A certa altura do diário ele comenta que está lendo o best-seller de 1894 Trilby, de autoria de George Du Maurier, sobre uma jovem cantora, Trilby O’Farrell, e de sua posse pelo mesmerista Svengali. “Gostei muito de algumas partes”, escreveu Holmes.
Em outra parte do diário, Holmes apelava para o coração.
Uma anotação, de 16 de maio de 1895: “Meu aniversário. Tenho 34 anos. Fico imaginando se, como em anos anteriores, minha mãe me escreverá...”
Em outra anotação, ele descreve uma visita de sua última mulher, Georgiana Yoke: “Ela tem sofrido e, apesar de tentar heroicamente esconder de mim, não adiantou; e, nos poucos minutos que levei para lhe dizer adeus novamente, saber que ela ia para o mundo levando um fardo tão pesado me causou mais sofrimento do que qualquer luta mortal jamais causaria. Todos os dias, enquanto não souber que ela está segura e protegida contra danos e aborrecimentos, será a morte em vida para mim.”

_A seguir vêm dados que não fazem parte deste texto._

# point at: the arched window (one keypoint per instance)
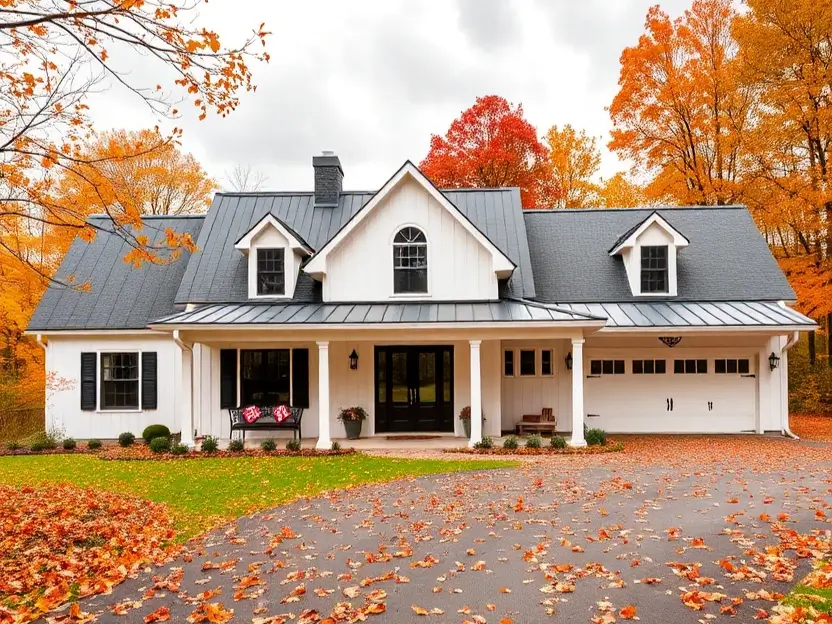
(410, 261)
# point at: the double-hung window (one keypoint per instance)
(120, 380)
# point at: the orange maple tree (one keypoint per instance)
(574, 160)
(491, 144)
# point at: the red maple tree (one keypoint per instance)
(491, 144)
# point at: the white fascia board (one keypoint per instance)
(244, 244)
(317, 265)
(679, 239)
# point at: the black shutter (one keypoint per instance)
(228, 378)
(300, 378)
(89, 369)
(149, 385)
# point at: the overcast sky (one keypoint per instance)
(372, 80)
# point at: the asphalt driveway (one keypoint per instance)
(574, 539)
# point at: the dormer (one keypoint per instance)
(649, 251)
(275, 254)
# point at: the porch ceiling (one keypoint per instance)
(302, 314)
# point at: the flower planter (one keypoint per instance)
(353, 429)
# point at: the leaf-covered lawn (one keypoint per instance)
(203, 493)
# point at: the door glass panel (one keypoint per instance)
(446, 374)
(398, 377)
(381, 373)
(427, 377)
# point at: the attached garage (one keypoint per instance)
(698, 393)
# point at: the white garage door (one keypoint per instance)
(703, 395)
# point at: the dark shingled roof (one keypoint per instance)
(727, 260)
(217, 271)
(121, 295)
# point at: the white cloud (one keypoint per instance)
(373, 80)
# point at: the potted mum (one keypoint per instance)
(352, 417)
(465, 417)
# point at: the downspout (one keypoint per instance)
(784, 389)
(184, 347)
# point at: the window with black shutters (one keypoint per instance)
(271, 275)
(264, 376)
(606, 367)
(654, 269)
(690, 367)
(508, 363)
(120, 381)
(410, 261)
(527, 364)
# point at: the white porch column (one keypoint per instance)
(324, 441)
(476, 393)
(577, 393)
(185, 356)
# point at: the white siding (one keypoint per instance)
(63, 407)
(361, 267)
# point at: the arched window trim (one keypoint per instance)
(410, 261)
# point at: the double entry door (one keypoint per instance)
(414, 388)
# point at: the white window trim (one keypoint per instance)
(99, 380)
(391, 246)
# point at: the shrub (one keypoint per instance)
(595, 437)
(558, 442)
(160, 444)
(43, 441)
(534, 441)
(155, 431)
(209, 444)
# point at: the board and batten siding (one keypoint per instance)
(361, 267)
(63, 398)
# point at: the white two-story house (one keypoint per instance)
(414, 302)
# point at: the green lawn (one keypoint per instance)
(203, 493)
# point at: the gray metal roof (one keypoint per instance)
(121, 296)
(673, 314)
(217, 272)
(372, 313)
(727, 260)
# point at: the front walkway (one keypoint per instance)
(573, 536)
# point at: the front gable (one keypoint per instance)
(460, 262)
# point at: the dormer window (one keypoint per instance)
(271, 272)
(410, 262)
(654, 269)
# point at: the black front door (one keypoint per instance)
(414, 388)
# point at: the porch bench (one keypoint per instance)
(266, 422)
(543, 422)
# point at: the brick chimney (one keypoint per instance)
(329, 178)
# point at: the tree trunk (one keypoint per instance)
(812, 354)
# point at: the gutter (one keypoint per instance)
(784, 385)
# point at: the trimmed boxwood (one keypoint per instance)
(155, 431)
(160, 444)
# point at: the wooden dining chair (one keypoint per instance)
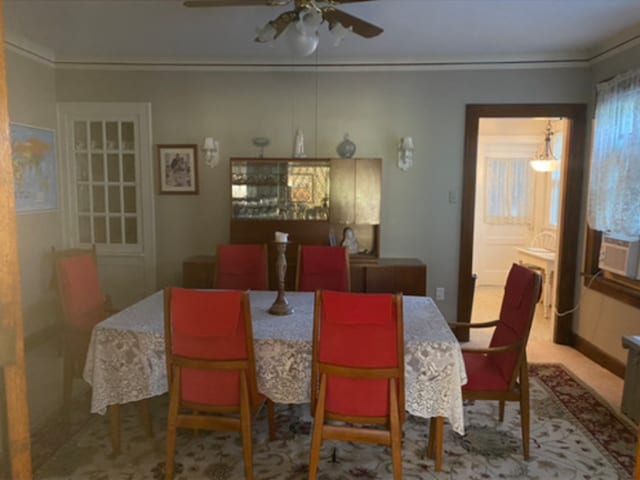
(241, 266)
(500, 371)
(357, 372)
(322, 267)
(211, 367)
(83, 305)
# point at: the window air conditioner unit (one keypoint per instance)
(619, 255)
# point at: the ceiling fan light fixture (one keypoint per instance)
(338, 32)
(311, 17)
(266, 34)
(301, 40)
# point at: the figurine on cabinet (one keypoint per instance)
(349, 240)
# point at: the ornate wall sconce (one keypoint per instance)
(211, 152)
(405, 153)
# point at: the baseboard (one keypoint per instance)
(41, 337)
(599, 356)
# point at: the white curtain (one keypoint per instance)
(507, 192)
(614, 187)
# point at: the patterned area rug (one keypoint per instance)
(573, 436)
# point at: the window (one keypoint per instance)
(507, 196)
(614, 187)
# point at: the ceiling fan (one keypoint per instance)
(305, 18)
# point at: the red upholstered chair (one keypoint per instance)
(83, 305)
(241, 267)
(211, 367)
(322, 267)
(500, 372)
(357, 372)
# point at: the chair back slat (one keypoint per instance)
(79, 290)
(210, 326)
(359, 331)
(521, 293)
(241, 266)
(322, 267)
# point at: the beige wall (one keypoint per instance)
(376, 109)
(32, 101)
(603, 320)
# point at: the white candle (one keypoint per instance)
(282, 237)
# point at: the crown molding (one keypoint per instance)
(45, 55)
(25, 47)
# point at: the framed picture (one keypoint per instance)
(33, 153)
(178, 168)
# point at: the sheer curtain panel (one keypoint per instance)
(614, 188)
(507, 191)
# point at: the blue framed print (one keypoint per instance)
(33, 153)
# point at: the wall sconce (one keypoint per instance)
(405, 153)
(211, 152)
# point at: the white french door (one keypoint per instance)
(105, 151)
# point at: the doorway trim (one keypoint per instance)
(570, 225)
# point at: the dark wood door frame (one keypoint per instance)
(569, 229)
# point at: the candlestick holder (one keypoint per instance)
(281, 305)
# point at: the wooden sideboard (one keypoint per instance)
(389, 275)
(381, 275)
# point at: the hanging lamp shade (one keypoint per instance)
(545, 161)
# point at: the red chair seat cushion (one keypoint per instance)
(483, 373)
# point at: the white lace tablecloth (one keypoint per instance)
(126, 357)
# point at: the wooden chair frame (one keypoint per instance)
(392, 435)
(299, 266)
(196, 416)
(75, 342)
(73, 360)
(518, 389)
(636, 475)
(216, 271)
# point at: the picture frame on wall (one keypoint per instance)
(178, 169)
(34, 168)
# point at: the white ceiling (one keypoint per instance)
(438, 33)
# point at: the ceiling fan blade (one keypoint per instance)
(359, 26)
(282, 21)
(336, 2)
(234, 3)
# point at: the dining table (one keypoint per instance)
(126, 357)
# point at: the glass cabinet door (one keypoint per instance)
(279, 189)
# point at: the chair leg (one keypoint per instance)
(245, 427)
(318, 424)
(524, 409)
(67, 378)
(396, 434)
(636, 475)
(145, 416)
(114, 420)
(434, 449)
(432, 438)
(172, 423)
(271, 418)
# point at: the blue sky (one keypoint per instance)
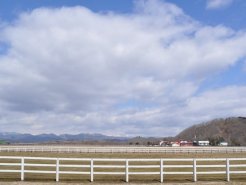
(144, 67)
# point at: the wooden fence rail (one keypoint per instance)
(126, 167)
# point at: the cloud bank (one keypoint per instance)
(215, 4)
(71, 70)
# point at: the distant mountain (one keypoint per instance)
(12, 137)
(231, 130)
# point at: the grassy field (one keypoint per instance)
(8, 178)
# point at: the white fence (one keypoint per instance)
(110, 149)
(126, 167)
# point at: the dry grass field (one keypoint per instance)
(7, 178)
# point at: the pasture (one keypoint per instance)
(100, 177)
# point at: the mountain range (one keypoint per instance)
(231, 130)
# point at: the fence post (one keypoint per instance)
(57, 169)
(92, 170)
(228, 170)
(22, 168)
(194, 171)
(161, 170)
(127, 170)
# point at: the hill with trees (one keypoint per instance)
(231, 130)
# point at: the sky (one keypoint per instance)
(121, 68)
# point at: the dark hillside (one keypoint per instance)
(232, 130)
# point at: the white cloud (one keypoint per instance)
(215, 4)
(71, 70)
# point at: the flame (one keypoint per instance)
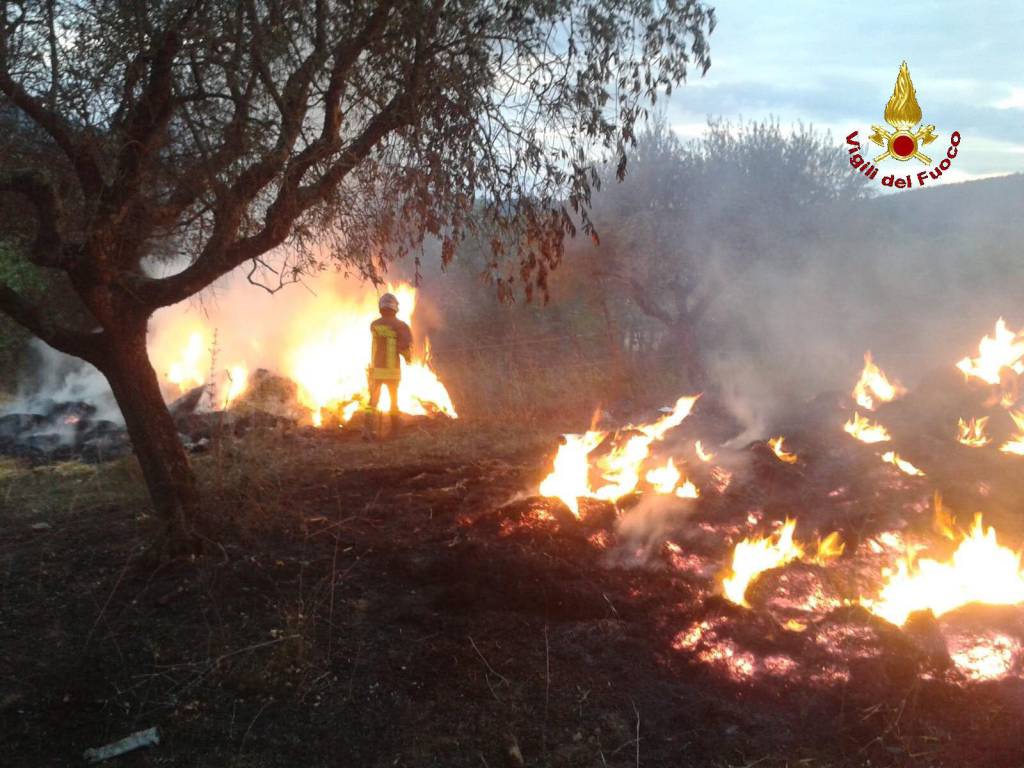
(568, 479)
(776, 445)
(754, 556)
(901, 464)
(705, 456)
(188, 371)
(326, 348)
(238, 380)
(875, 386)
(861, 428)
(903, 112)
(1004, 350)
(688, 491)
(664, 479)
(972, 433)
(620, 468)
(981, 570)
(943, 520)
(1016, 443)
(829, 548)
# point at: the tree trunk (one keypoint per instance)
(154, 435)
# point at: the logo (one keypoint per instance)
(904, 141)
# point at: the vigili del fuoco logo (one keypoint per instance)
(904, 142)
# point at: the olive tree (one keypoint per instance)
(223, 131)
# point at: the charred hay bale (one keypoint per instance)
(879, 655)
(13, 426)
(43, 448)
(984, 642)
(70, 412)
(104, 448)
(796, 594)
(186, 403)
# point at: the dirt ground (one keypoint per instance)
(402, 604)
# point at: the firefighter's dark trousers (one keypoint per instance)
(371, 414)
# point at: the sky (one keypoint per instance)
(834, 66)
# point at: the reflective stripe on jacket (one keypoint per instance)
(391, 338)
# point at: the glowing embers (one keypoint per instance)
(972, 433)
(980, 570)
(995, 353)
(865, 430)
(783, 456)
(875, 387)
(754, 556)
(984, 655)
(891, 457)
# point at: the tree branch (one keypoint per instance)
(47, 250)
(41, 323)
(85, 165)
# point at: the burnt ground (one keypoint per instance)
(402, 604)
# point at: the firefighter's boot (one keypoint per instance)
(369, 417)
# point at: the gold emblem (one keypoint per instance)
(903, 113)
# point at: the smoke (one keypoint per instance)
(916, 282)
(58, 378)
(643, 530)
(231, 324)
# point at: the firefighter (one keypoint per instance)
(391, 339)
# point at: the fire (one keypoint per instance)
(702, 455)
(875, 387)
(861, 428)
(972, 433)
(754, 556)
(981, 570)
(324, 347)
(187, 372)
(568, 480)
(664, 479)
(901, 464)
(776, 445)
(621, 468)
(331, 353)
(902, 111)
(238, 379)
(1004, 350)
(688, 491)
(1016, 443)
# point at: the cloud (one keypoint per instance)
(1014, 101)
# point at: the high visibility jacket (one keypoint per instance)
(391, 338)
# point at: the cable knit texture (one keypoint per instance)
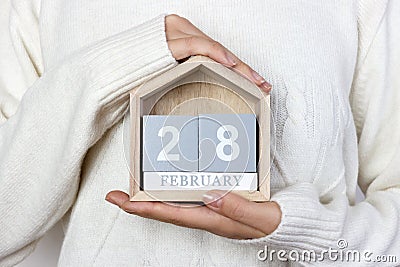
(67, 69)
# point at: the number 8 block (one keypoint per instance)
(227, 143)
(170, 143)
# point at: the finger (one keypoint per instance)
(194, 45)
(263, 216)
(117, 197)
(199, 217)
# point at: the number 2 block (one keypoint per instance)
(227, 143)
(170, 143)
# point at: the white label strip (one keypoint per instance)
(199, 181)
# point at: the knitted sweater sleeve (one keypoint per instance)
(49, 119)
(371, 226)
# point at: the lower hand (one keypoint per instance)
(225, 214)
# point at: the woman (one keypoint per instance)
(332, 68)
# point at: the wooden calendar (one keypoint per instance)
(197, 127)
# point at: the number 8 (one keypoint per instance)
(228, 142)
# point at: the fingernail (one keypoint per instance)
(109, 199)
(267, 87)
(257, 76)
(230, 60)
(212, 199)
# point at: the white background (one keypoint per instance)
(47, 250)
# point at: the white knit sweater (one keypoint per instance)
(66, 68)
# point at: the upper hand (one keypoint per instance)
(185, 40)
(225, 214)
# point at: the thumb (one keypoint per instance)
(117, 197)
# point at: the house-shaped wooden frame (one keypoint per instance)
(198, 86)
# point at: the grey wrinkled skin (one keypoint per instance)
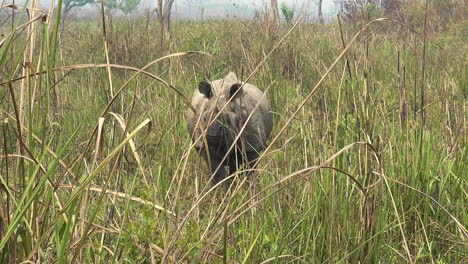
(209, 100)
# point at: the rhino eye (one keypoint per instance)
(205, 89)
(234, 89)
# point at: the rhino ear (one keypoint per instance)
(234, 88)
(205, 89)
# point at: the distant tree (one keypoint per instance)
(320, 13)
(69, 4)
(287, 12)
(274, 8)
(164, 16)
(126, 6)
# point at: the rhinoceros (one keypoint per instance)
(223, 107)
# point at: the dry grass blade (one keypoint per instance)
(122, 124)
(124, 196)
(461, 227)
(303, 173)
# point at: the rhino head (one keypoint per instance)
(223, 109)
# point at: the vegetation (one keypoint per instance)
(367, 162)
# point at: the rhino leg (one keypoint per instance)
(252, 159)
(236, 161)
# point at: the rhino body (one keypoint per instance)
(233, 102)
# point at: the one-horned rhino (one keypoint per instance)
(223, 108)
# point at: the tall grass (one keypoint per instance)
(97, 164)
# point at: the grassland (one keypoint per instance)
(368, 161)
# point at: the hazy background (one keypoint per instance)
(195, 9)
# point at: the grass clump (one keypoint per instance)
(90, 175)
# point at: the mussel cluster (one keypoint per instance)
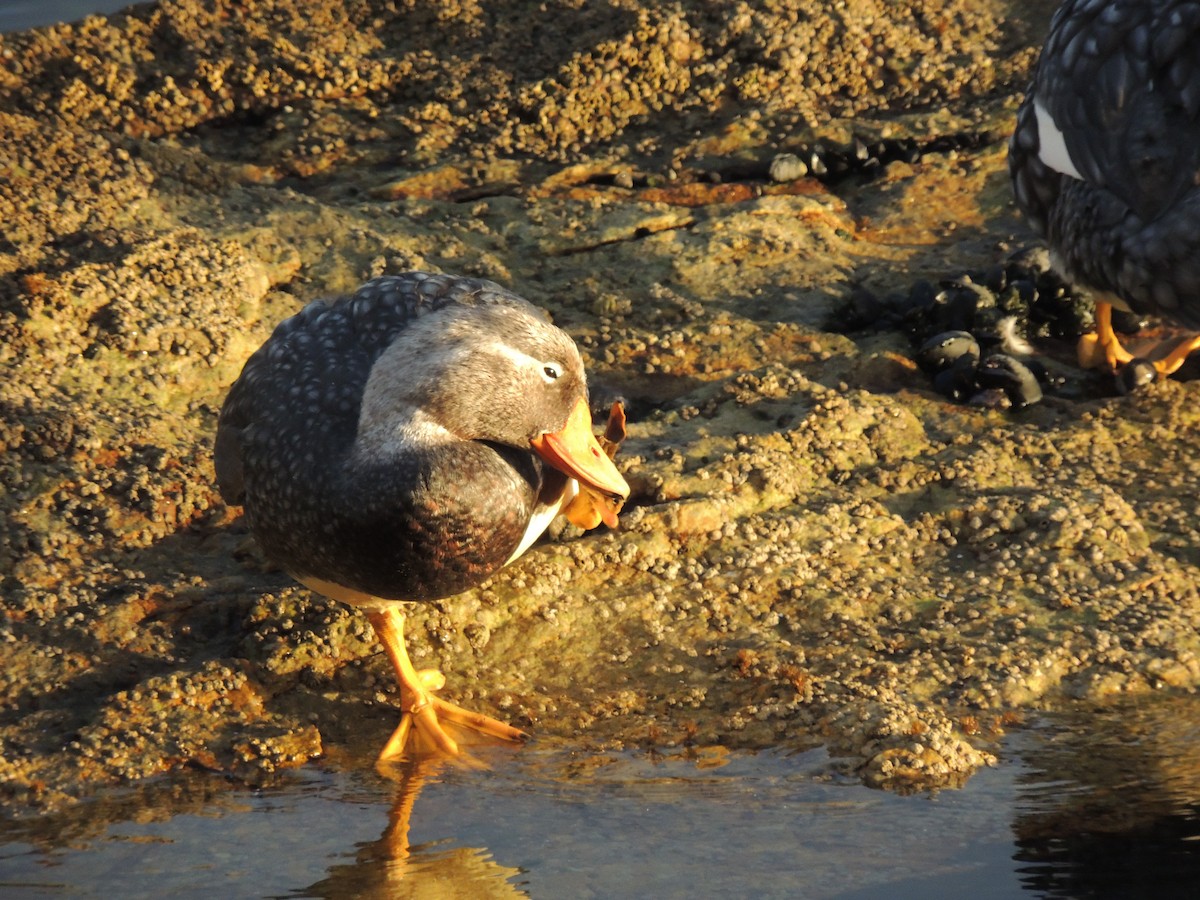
(971, 333)
(861, 156)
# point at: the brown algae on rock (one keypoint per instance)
(819, 547)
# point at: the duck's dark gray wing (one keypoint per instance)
(1121, 81)
(1105, 157)
(300, 394)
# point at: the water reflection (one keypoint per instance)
(1104, 804)
(393, 868)
(1110, 804)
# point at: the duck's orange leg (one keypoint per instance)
(424, 713)
(1104, 348)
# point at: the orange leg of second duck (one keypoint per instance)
(424, 713)
(1104, 347)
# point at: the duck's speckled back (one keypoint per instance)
(1119, 88)
(289, 424)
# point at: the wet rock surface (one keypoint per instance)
(725, 207)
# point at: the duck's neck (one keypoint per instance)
(402, 430)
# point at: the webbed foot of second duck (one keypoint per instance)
(430, 725)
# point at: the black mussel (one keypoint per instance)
(942, 351)
(1003, 372)
(957, 381)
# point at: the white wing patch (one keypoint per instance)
(1051, 145)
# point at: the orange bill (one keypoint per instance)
(575, 451)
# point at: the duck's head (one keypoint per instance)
(495, 372)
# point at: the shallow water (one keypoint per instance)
(19, 15)
(1098, 805)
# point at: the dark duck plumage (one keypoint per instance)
(1105, 161)
(405, 444)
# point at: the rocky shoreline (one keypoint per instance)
(821, 549)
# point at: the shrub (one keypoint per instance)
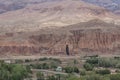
(88, 67)
(103, 72)
(115, 77)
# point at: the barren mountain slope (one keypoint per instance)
(94, 36)
(113, 5)
(52, 14)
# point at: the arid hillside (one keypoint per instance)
(52, 15)
(92, 36)
(57, 27)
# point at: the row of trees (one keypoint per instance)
(13, 71)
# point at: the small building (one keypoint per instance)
(59, 69)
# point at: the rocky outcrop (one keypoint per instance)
(93, 36)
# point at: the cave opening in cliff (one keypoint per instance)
(67, 50)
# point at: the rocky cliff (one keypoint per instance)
(92, 36)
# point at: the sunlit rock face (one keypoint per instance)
(92, 36)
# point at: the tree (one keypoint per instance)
(103, 72)
(40, 76)
(115, 77)
(88, 67)
(67, 50)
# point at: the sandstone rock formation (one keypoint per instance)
(92, 36)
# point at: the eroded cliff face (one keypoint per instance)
(89, 39)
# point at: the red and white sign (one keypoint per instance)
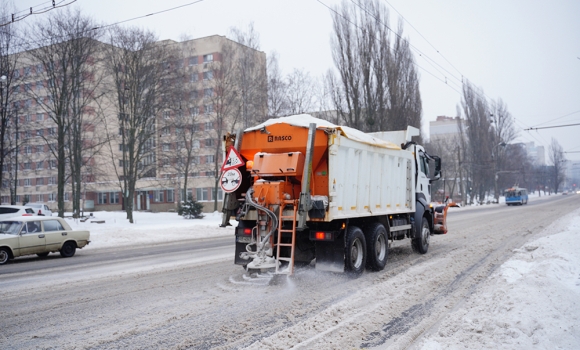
(231, 180)
(233, 160)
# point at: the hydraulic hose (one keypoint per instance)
(270, 213)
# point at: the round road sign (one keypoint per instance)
(231, 179)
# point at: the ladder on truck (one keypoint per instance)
(289, 270)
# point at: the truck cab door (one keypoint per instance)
(423, 183)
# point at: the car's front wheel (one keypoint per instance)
(68, 249)
(4, 256)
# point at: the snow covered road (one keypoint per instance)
(496, 280)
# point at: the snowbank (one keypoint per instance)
(148, 228)
(532, 301)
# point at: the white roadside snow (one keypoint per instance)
(148, 228)
(531, 301)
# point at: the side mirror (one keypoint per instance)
(437, 172)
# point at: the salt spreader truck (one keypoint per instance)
(303, 188)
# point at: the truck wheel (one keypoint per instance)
(420, 243)
(377, 246)
(355, 251)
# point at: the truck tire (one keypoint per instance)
(355, 251)
(420, 243)
(377, 246)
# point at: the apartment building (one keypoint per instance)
(31, 170)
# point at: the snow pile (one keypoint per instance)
(148, 228)
(532, 301)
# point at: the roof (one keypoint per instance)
(304, 120)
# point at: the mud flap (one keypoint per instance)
(330, 256)
(440, 219)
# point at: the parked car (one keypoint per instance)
(40, 235)
(8, 211)
(40, 209)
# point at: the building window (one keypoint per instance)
(102, 198)
(202, 194)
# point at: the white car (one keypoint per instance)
(40, 235)
(40, 209)
(8, 211)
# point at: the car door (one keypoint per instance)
(32, 239)
(55, 234)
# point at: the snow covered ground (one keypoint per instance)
(532, 300)
(149, 228)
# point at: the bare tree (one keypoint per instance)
(301, 92)
(277, 104)
(378, 86)
(503, 133)
(9, 59)
(556, 154)
(478, 140)
(68, 49)
(140, 70)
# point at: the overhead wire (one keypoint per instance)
(15, 17)
(26, 44)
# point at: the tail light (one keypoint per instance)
(322, 235)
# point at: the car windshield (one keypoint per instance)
(10, 227)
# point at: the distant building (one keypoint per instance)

Da cela, Holmes escreveu também uma longa carta para Carrie Pitezel, produzida de maneira que mostra que ele tinha consciência de que a polícia lia sua correspondência. Insistia na versão de que Alice, Nellie e Howard estavam com “a srta. W.” em Londres, e que se a polícia apurasse direito o mistério das crianças seria resolvido. “Fui cuidadoso com as crianças como se fossem meus próprios filhos, e você me conhece o suficiente para me julgar melhor do que um estranho. Ben não faria nada contra mim, nem eu contra ele, mais do que se fôssemos irmãos. Nós nunca discutimos. Repito, ele era valioso demais para mim para que eu o matasse, tivesse ou não outro motivo. Quanto às crianças, jamais acreditarei, até que você mesma me diga, que você acha que elas estão mortas ou que eu tenha feito qualquer coisa para matá-las. Conhecendo-me como você me conhece, dá para me imaginar matando crianças pequenas e inocentes, especialmente sem qualquer motivo?”6
Explicou a ausência de cartas dos meninos. “Eles sem dúvida escreveram cartas, que a srta. W., para sua própria segurança, reteve.”
Holmes lia os jornais diários com atenção. Estava claro que a diligência do detetive tinha dado pouco resultado. Holmes não tinha dúvida de que Geyer logo seria forçado a encerrar sua busca e voltar para a Filadélfia.
Essa possibilidade era extremamente agradável.